According to a Motilal Oswal research report, 50% of that amount would come from penetration gains in half of the portfolio. The rest would consist of 15% of moderate market share gains in half of the portfolio, 25% of market growth driven by consumption and 10% of breakthrough innovations. “The most important highlight of Sudhir’s presentation was to increase the focus and capacity on category development, which (we think) to some extent was lacking in Godrej (until now),” said a report from ICICI Securities.
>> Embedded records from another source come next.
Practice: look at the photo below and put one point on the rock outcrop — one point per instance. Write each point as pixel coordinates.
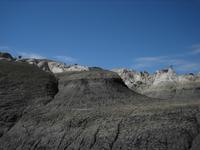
(164, 84)
(5, 56)
(89, 110)
(53, 66)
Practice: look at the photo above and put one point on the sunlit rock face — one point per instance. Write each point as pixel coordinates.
(164, 84)
(54, 66)
(5, 56)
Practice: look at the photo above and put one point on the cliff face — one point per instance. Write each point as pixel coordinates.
(53, 66)
(164, 84)
(93, 109)
(21, 88)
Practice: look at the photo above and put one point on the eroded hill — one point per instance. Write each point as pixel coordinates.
(89, 110)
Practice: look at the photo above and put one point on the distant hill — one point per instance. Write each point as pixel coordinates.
(93, 109)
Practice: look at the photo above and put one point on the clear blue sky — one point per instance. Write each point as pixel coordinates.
(137, 34)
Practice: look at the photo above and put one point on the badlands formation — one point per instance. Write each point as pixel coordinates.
(164, 84)
(86, 109)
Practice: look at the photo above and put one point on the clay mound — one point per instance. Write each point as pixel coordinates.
(92, 110)
(22, 86)
(95, 88)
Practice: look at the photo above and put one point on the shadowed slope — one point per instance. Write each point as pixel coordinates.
(95, 110)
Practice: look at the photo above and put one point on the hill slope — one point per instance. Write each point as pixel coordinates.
(91, 110)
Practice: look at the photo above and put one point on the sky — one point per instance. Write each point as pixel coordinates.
(136, 34)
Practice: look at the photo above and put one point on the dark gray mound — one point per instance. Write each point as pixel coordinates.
(21, 87)
(95, 110)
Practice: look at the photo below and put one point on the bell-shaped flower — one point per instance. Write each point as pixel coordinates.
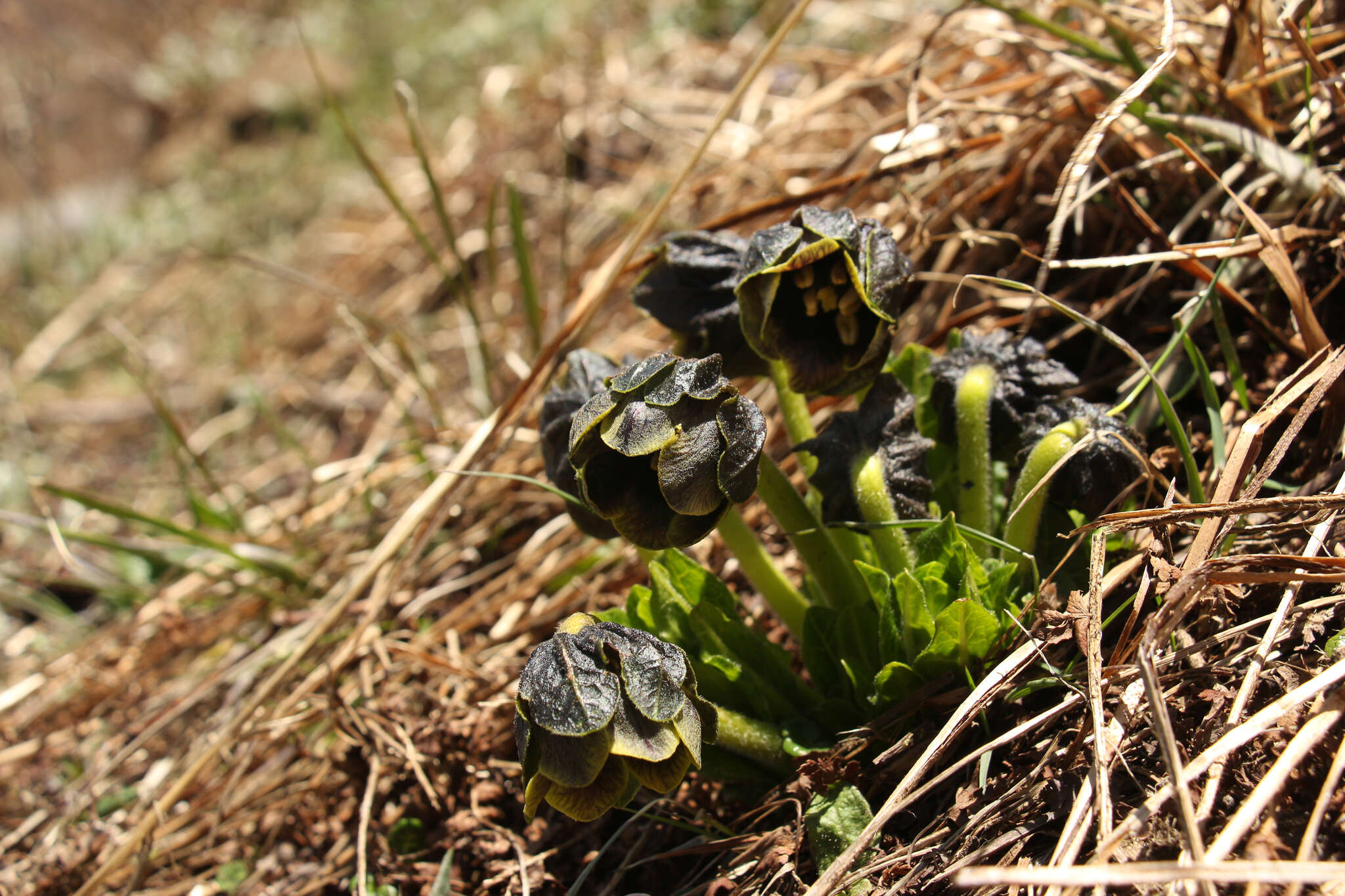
(689, 289)
(585, 375)
(665, 449)
(602, 710)
(885, 426)
(818, 295)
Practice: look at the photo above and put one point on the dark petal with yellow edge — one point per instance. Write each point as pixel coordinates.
(638, 429)
(640, 738)
(588, 803)
(662, 777)
(573, 762)
(565, 689)
(535, 794)
(688, 727)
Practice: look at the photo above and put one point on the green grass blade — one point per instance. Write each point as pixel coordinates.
(1211, 396)
(531, 307)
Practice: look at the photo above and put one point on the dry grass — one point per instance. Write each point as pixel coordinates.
(340, 657)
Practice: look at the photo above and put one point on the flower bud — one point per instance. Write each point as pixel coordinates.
(584, 378)
(818, 295)
(1019, 377)
(1095, 475)
(603, 710)
(689, 289)
(884, 425)
(665, 449)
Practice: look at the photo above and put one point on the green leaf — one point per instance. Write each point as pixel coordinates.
(894, 681)
(889, 614)
(916, 617)
(231, 876)
(766, 676)
(935, 587)
(695, 584)
(963, 631)
(640, 613)
(407, 836)
(1001, 587)
(834, 820)
(803, 738)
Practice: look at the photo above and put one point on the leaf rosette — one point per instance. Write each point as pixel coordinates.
(818, 295)
(665, 449)
(689, 289)
(602, 710)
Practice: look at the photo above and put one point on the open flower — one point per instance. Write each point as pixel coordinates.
(603, 710)
(665, 449)
(689, 289)
(585, 373)
(885, 426)
(818, 295)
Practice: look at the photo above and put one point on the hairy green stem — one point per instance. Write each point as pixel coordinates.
(1025, 508)
(837, 578)
(762, 571)
(794, 409)
(871, 492)
(752, 738)
(974, 468)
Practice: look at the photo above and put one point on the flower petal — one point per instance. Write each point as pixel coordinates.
(535, 794)
(743, 427)
(689, 464)
(567, 691)
(636, 429)
(573, 762)
(640, 738)
(653, 679)
(588, 803)
(665, 775)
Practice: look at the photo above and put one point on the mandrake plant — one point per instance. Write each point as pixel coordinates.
(927, 516)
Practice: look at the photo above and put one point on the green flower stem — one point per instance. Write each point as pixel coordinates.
(798, 423)
(871, 490)
(794, 408)
(837, 578)
(974, 469)
(1024, 511)
(787, 602)
(752, 738)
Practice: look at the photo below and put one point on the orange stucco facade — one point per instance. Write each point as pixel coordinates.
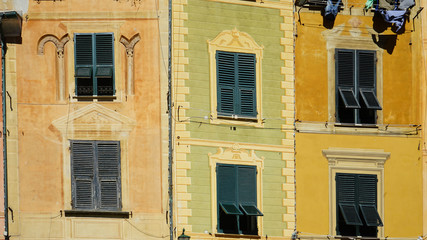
(45, 115)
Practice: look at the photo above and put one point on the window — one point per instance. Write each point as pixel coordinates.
(356, 94)
(356, 205)
(94, 64)
(95, 170)
(236, 84)
(237, 199)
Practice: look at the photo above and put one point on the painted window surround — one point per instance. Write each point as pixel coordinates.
(355, 161)
(95, 27)
(234, 41)
(79, 125)
(235, 156)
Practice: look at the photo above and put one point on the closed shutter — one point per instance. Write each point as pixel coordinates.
(367, 79)
(227, 189)
(247, 84)
(82, 170)
(108, 154)
(345, 74)
(226, 74)
(247, 192)
(368, 200)
(346, 191)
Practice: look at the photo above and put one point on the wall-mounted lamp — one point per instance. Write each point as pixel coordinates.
(183, 236)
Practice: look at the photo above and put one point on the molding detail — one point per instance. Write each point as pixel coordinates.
(59, 44)
(93, 120)
(360, 158)
(129, 45)
(236, 40)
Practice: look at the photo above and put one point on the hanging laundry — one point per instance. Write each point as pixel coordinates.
(369, 4)
(331, 10)
(395, 17)
(405, 4)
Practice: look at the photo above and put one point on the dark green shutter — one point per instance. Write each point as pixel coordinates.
(108, 154)
(345, 74)
(236, 84)
(347, 206)
(368, 200)
(82, 170)
(226, 74)
(247, 84)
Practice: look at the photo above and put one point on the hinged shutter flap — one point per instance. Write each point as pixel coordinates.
(247, 184)
(82, 162)
(104, 49)
(109, 174)
(247, 84)
(347, 198)
(345, 68)
(226, 184)
(226, 74)
(366, 69)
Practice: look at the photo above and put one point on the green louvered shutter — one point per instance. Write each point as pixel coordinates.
(108, 154)
(82, 170)
(347, 205)
(246, 84)
(226, 74)
(104, 72)
(83, 63)
(368, 200)
(367, 79)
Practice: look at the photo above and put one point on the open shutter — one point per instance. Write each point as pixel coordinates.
(104, 72)
(345, 75)
(368, 200)
(247, 192)
(367, 79)
(226, 74)
(108, 154)
(82, 167)
(246, 84)
(347, 199)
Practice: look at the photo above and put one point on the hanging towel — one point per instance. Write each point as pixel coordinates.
(405, 4)
(395, 17)
(331, 10)
(369, 4)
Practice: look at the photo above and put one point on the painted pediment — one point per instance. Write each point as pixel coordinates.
(94, 118)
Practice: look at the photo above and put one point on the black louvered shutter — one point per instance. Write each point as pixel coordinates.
(108, 154)
(104, 63)
(226, 183)
(246, 178)
(345, 68)
(82, 167)
(246, 84)
(226, 74)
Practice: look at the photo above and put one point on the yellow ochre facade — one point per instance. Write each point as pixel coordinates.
(344, 139)
(88, 144)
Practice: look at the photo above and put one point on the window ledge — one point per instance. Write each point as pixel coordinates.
(90, 98)
(97, 214)
(228, 235)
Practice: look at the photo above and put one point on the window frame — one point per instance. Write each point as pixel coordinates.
(236, 42)
(355, 161)
(94, 66)
(241, 214)
(96, 178)
(356, 88)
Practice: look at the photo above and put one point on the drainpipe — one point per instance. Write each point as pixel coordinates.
(3, 80)
(170, 168)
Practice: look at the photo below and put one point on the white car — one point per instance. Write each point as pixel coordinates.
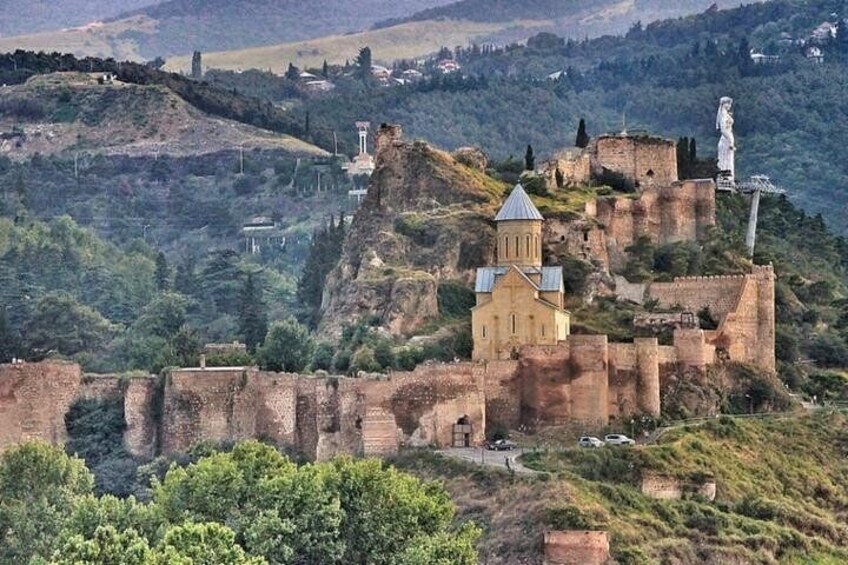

He is aware that increasing category penetration and development – something the former Sitapati organization, Hindustan Unilever implemented in a targeted fashion – will require resources. The ICICI Securities report added: “The margin for increased investment must be created in an inflationary commodity environment. ”
Sitapati highlighted several measures to generate cost savings, including improved gross margins (through a better mix), lower discounts, reduced overheads and the elimination of non-multimedia ATL (au- above the line). In an indication that the innovation process, which GCPL has stepped up over the past decade, could be streamlined, Sitapati said the focus will be more on the core, with fewer more significant innovations. In its report, Emkay Global Financial Services said: highlighting the strengths of GCPL, including the culture of innovation, economy spirit and obsession with product quality, Sudhir highlighted several weaknesses, including the development of weak categories, too much innovation with less focus on the core, the lack of global collaboration and the absence of a frugal cost structure with low investments in automation.
High complexity can lead to a lack of focus on the kernel. For example, GCPL’s inventory, according to the Motilal Oswal report, is 1.7 times greater than ideal levels and, therefore, reduction of inventory management units (SKUs) will be a key area. The Indian business, the report adds, has 500 SKUs, but most stores only keep 12 SKUs.